The economic point of standards is to encourage and enable multiple implementations of the thing specified providing choice and risk mitigation to customers. A "standard" with one implementation is a vendor specification regardless of standards body imprimatur -- the economics benefits the vendor by enabling an ecosystem around their product. So a successful standard needs to have multiple implementations.
But there is another quality shared by successful standards. Successful standards are based on existing practice and experience across a technology area. There is a richness of trials, product successes and failures, over a period of years that feeds into the development of the specification that gets standardized once the right level of abstraction begins to become apparent. You don't standardize new things because they need the ability to change and evolve. You don't standardize a new product, because while standards invariably have mistakes, you don't deliberately want to standardize a new product's bugs.

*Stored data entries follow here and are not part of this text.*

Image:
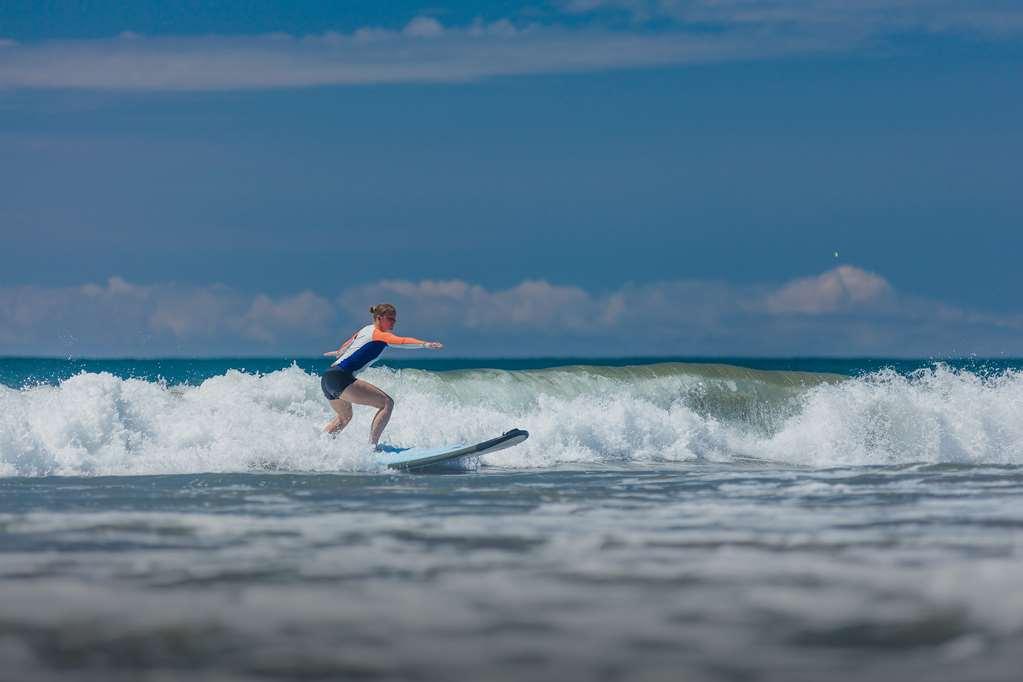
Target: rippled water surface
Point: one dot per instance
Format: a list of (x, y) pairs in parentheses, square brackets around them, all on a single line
[(692, 571)]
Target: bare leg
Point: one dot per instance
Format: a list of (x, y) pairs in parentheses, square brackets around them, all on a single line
[(344, 410), (362, 393)]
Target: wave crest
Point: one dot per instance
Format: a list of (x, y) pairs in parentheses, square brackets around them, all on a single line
[(98, 423)]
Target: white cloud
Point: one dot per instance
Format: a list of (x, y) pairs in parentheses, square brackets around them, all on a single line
[(994, 17), (424, 27), (844, 311), (842, 288), (424, 52), (427, 51), (120, 317)]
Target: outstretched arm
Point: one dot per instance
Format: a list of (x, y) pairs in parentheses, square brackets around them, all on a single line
[(405, 342)]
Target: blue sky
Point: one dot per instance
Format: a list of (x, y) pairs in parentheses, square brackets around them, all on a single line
[(207, 178)]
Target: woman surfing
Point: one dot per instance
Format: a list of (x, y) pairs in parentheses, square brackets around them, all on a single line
[(365, 346)]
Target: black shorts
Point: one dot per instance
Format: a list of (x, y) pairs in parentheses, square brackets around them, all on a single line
[(334, 381)]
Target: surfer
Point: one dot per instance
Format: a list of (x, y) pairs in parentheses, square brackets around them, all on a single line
[(364, 347)]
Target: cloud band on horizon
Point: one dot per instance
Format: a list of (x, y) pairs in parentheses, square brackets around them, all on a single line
[(427, 51), (844, 311)]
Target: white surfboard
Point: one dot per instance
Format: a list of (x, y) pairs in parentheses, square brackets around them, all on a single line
[(417, 458)]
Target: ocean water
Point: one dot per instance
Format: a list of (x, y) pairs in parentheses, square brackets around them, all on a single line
[(736, 519)]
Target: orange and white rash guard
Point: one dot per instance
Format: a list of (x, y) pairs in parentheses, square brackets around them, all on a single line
[(366, 345)]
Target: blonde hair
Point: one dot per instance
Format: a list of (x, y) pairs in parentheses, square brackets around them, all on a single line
[(383, 309)]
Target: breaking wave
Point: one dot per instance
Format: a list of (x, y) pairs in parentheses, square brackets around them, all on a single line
[(99, 423)]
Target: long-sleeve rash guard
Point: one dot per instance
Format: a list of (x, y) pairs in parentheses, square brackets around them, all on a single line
[(366, 345)]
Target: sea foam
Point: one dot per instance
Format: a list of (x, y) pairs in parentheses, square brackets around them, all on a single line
[(98, 423)]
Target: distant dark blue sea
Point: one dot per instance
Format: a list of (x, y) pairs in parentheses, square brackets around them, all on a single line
[(669, 518)]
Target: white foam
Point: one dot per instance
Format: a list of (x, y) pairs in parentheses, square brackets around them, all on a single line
[(97, 423)]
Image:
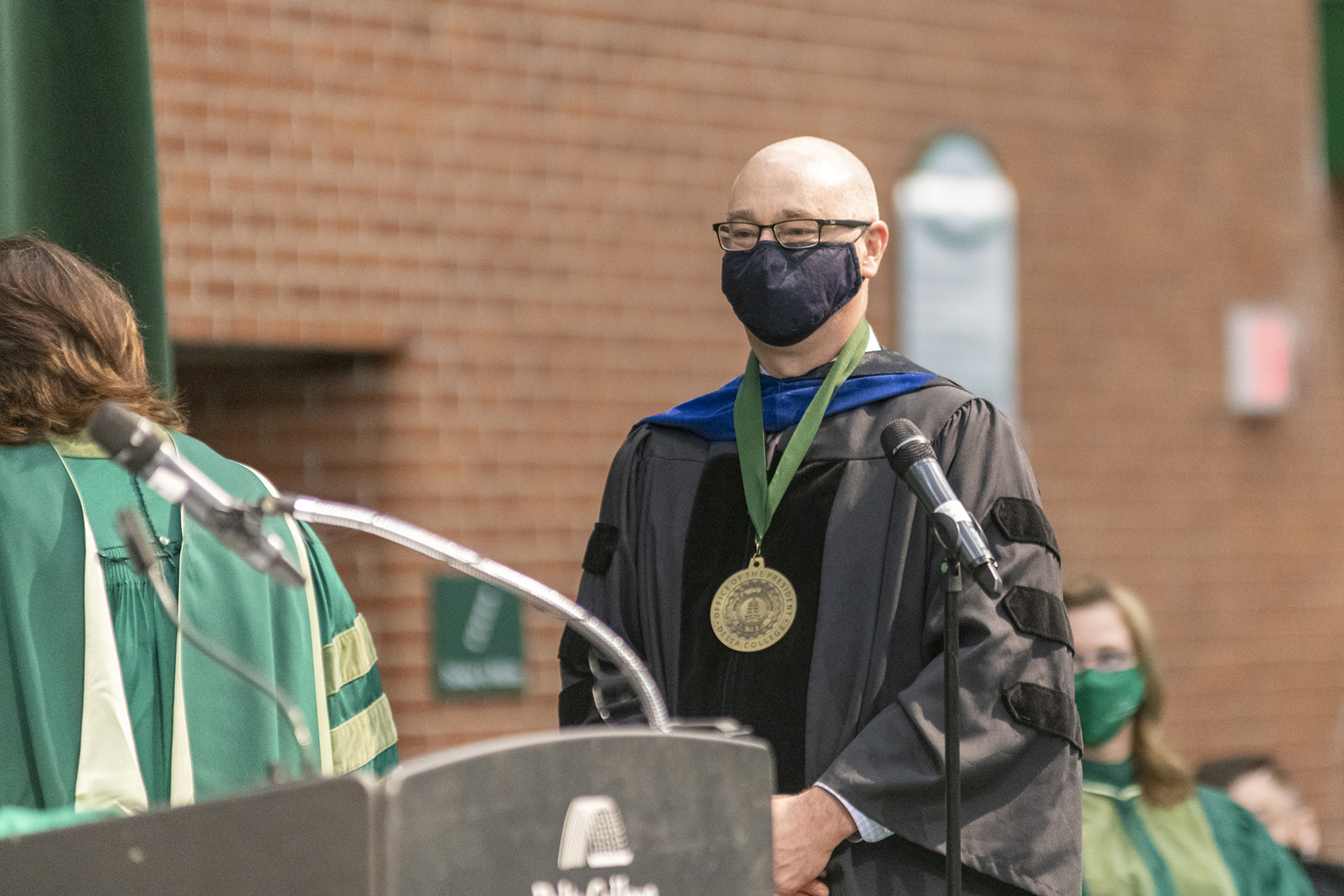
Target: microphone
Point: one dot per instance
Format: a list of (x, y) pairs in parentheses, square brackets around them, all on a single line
[(132, 444), (911, 457)]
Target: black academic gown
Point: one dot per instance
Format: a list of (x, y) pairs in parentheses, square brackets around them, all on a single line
[(873, 722)]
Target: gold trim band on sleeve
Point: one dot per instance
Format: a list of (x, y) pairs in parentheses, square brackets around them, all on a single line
[(350, 656), (359, 739)]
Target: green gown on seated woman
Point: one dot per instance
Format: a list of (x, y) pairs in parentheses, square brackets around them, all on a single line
[(1206, 846), (102, 707)]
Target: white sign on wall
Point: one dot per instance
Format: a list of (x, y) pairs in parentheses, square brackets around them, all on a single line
[(958, 292), (1260, 359)]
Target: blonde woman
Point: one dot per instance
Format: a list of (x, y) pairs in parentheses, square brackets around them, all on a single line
[(1148, 830)]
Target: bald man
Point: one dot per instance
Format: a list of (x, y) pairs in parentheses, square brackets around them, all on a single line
[(756, 548)]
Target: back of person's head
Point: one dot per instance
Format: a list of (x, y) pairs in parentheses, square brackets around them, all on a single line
[(1158, 770), (1259, 783), (67, 342)]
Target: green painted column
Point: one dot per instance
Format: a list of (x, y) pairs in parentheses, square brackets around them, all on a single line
[(77, 144), (1332, 83)]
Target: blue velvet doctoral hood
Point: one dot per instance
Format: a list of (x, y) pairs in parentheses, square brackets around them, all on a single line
[(784, 400)]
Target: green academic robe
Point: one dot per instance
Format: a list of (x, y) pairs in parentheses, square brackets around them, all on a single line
[(102, 706), (1206, 846)]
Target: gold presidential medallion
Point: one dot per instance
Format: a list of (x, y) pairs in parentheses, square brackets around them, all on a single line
[(753, 609)]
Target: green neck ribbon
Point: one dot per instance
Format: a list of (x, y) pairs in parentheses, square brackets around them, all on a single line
[(749, 425)]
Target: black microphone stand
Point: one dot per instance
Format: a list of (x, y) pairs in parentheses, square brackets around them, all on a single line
[(952, 719)]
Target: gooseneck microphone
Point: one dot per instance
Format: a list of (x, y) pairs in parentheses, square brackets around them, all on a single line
[(132, 444), (911, 457)]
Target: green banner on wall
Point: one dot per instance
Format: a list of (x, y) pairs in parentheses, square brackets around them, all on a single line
[(477, 640), (77, 144)]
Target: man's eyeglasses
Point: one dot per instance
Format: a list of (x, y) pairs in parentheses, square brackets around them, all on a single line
[(803, 232)]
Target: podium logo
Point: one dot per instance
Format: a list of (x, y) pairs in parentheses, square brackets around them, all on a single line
[(594, 834)]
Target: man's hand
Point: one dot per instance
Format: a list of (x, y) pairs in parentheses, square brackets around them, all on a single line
[(806, 828)]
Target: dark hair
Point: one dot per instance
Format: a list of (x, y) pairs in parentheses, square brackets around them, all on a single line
[(1222, 773), (1160, 774), (67, 342)]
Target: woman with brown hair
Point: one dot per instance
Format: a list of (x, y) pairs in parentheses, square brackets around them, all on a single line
[(102, 707), (1148, 830)]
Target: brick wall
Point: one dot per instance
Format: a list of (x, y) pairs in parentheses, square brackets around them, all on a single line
[(510, 200)]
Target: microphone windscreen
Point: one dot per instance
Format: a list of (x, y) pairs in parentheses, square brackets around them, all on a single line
[(116, 429), (904, 444)]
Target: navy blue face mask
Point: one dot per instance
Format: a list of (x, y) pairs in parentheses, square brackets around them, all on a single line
[(785, 295)]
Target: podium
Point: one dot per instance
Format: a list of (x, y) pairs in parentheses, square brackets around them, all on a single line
[(588, 812)]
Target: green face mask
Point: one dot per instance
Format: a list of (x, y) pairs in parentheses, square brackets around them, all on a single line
[(1107, 700)]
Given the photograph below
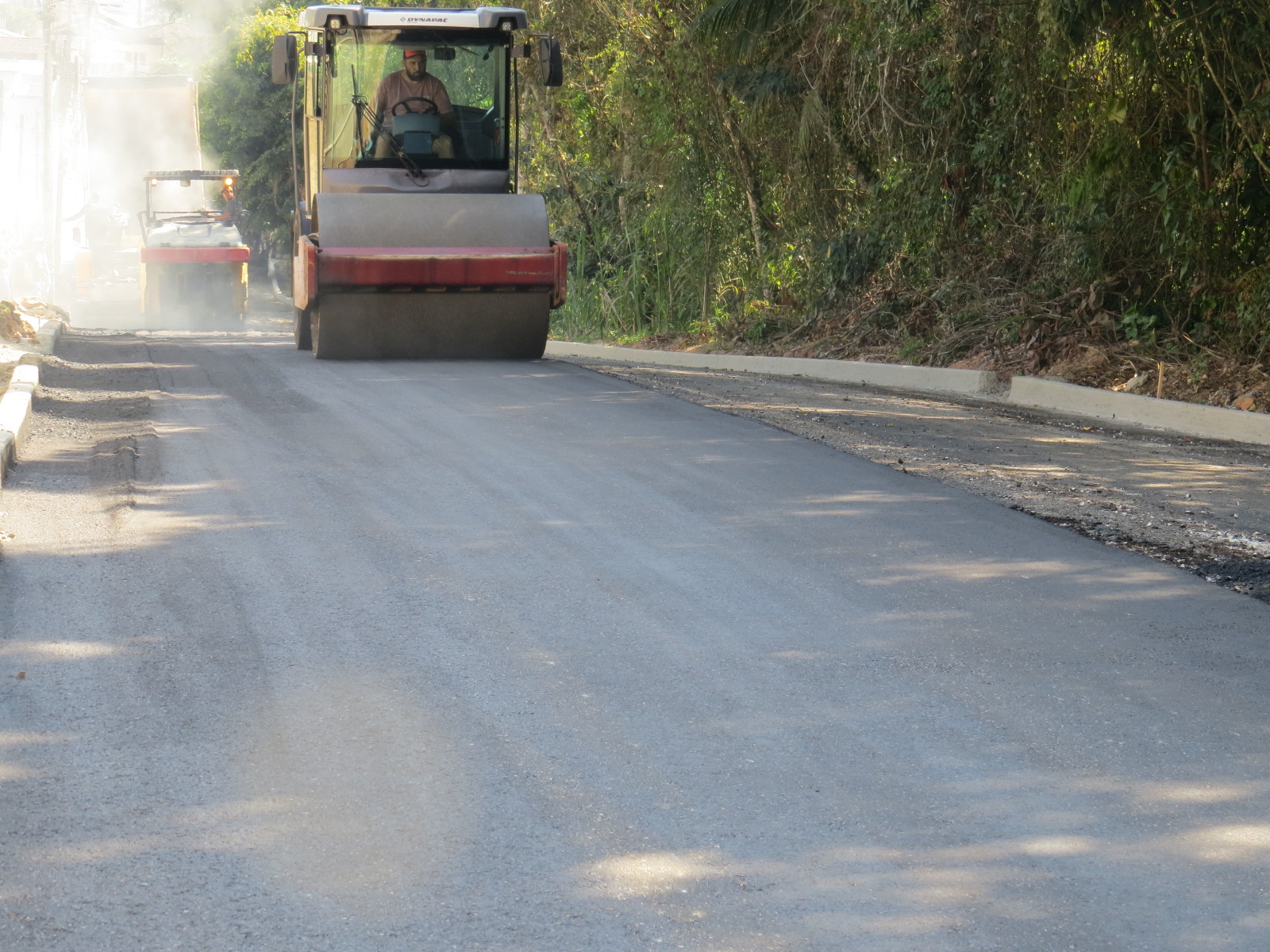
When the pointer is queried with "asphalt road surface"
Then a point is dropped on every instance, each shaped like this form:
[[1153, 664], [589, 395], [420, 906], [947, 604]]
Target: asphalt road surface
[[308, 655]]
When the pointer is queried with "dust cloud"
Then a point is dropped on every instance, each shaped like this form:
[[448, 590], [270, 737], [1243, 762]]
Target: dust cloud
[[93, 95]]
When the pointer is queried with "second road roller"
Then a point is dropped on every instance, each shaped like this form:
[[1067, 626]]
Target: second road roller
[[412, 239]]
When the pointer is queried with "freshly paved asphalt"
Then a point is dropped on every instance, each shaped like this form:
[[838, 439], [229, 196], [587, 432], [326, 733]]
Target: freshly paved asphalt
[[518, 657]]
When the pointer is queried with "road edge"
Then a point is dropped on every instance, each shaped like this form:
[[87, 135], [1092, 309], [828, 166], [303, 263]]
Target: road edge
[[1034, 393], [19, 397]]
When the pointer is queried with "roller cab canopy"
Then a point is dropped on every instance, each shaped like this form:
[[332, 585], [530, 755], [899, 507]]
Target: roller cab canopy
[[371, 17], [425, 98]]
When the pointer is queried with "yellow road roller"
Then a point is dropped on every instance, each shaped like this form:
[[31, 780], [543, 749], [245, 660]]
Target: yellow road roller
[[410, 236], [194, 262]]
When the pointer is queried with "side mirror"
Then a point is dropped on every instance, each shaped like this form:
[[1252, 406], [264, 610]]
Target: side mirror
[[286, 60], [550, 63]]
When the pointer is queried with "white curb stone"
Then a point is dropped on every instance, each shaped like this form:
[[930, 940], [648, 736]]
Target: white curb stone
[[937, 380], [16, 412], [1191, 419], [1132, 409]]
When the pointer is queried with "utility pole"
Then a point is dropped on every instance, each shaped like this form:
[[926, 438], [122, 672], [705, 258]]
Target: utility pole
[[46, 148]]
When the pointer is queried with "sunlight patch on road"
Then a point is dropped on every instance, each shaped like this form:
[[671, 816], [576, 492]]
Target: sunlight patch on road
[[1236, 843], [16, 772], [355, 793], [57, 651], [21, 739], [639, 875]]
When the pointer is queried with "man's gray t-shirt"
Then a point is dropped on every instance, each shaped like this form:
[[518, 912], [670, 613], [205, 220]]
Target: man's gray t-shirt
[[397, 86]]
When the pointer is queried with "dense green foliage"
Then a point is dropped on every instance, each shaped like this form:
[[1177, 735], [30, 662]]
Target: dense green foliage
[[245, 118], [914, 178], [920, 177]]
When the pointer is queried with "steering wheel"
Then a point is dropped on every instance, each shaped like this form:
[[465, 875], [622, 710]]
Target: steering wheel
[[429, 107]]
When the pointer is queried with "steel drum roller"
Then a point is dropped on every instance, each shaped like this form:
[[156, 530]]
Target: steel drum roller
[[376, 323]]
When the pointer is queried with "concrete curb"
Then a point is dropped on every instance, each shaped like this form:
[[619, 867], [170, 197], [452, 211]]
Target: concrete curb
[[1038, 393], [1191, 419], [16, 413], [937, 380], [19, 395]]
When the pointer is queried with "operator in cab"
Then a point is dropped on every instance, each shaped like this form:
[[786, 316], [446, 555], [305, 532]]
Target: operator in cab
[[413, 89]]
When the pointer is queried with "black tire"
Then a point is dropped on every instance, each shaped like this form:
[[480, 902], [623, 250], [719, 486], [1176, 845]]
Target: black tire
[[304, 329]]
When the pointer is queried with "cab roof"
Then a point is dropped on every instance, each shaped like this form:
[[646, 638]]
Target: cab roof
[[425, 17]]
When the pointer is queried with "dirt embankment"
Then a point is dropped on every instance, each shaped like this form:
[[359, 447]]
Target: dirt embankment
[[1200, 505]]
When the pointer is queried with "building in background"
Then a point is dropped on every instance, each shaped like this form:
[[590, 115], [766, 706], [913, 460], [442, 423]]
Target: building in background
[[48, 60]]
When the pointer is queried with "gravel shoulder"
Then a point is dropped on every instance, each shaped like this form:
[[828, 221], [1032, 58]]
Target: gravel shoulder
[[1200, 505]]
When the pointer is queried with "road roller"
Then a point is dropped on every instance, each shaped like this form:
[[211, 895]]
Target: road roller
[[194, 262], [412, 236]]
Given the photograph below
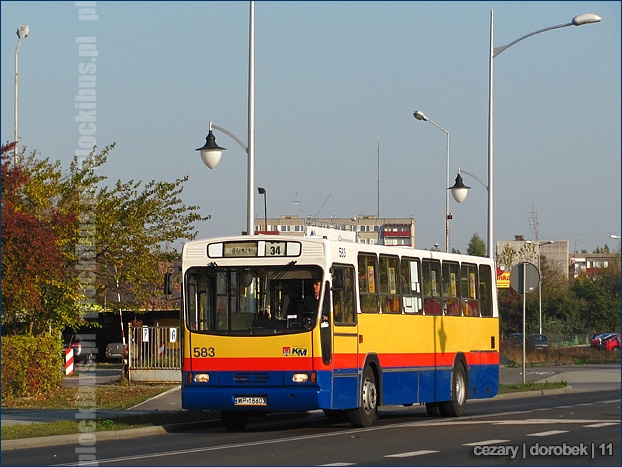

As Andy points out, Adobe's handling of PDF was indeed heavy handed. But by the time PDF was launched by Adobe 10+ years ago, there was a wealth of broad industry experience in document formats, markup languages, page description languages, printer description languages and the appropriate levels of separation between them. The format has stood the test of time with little change. There are multiple readers and writers in the marketplace. With the completion (finally) of the ISO standard, one can claim PDF is a successful standard.
For Microsoft (or anyone else) to introduce a new and potentially innovative technology in the space should be encouraged. Just because there is an accepted standard way of doing things should not mean society (through the marketplace) should ignore the opportunity to evolve a technology space and solve new related problems. To publish the specification to encourage an ecosystem to explore and evolve the space (to the developing vendor's advantage) is also to be encouraged because that's good business practice, AND it provides the real-world economic test of the marketplace. It also allows the vendor to reap the economic rewards of solving a new problem space for customers.
But that's as far as something new should go.
Once again we have Microsoft dumping its new product specification into ECMA, with a scope that says the standard must align with the product. They originally presented the format as their PDF killer as if that was somehow a feature customers need, so we also understand they're not evolving anything, they're just competing with an accepted standard.
I'm a big fan of Heinlein's (or Hanlon's) Razor, but regardless of whether this is malice or stupidity on Microsoft's part, it's very wrong from a standards perspective.
We need just to say "no".
If the ISO lets in 2 standards then why not 102? The question will go from "Is there and ISO Standard?" to "Which ISO Standard?". If it does then that is the end of ISO.
Posted by: Stan | 30 June 2007 at 11:13
So much criticism is directed at OOXML over this. But do other ISO standards emerge from a series of "product successes and failures, over a period of years"?
ODF, for example, is based on a one-product specification, OpenOffice.org's internal XML format. OO.org is maintained by Sun at considerable expense, it is not a collectively maintained open source project, Sun and IBM exercise influence over the ODF committee at another pay-to-play industry consortium. Consortia change their rules to encourage Microsoft's membership.
To "punish" MS for its behaviour by seeking to block its standard at ISO is admitting that ISO certification is used as a political tool, a business tool. Is this far from the truth? It is a crisis of compromise in the standards system, rather than the actions of any specific players, which most needs criticism and change.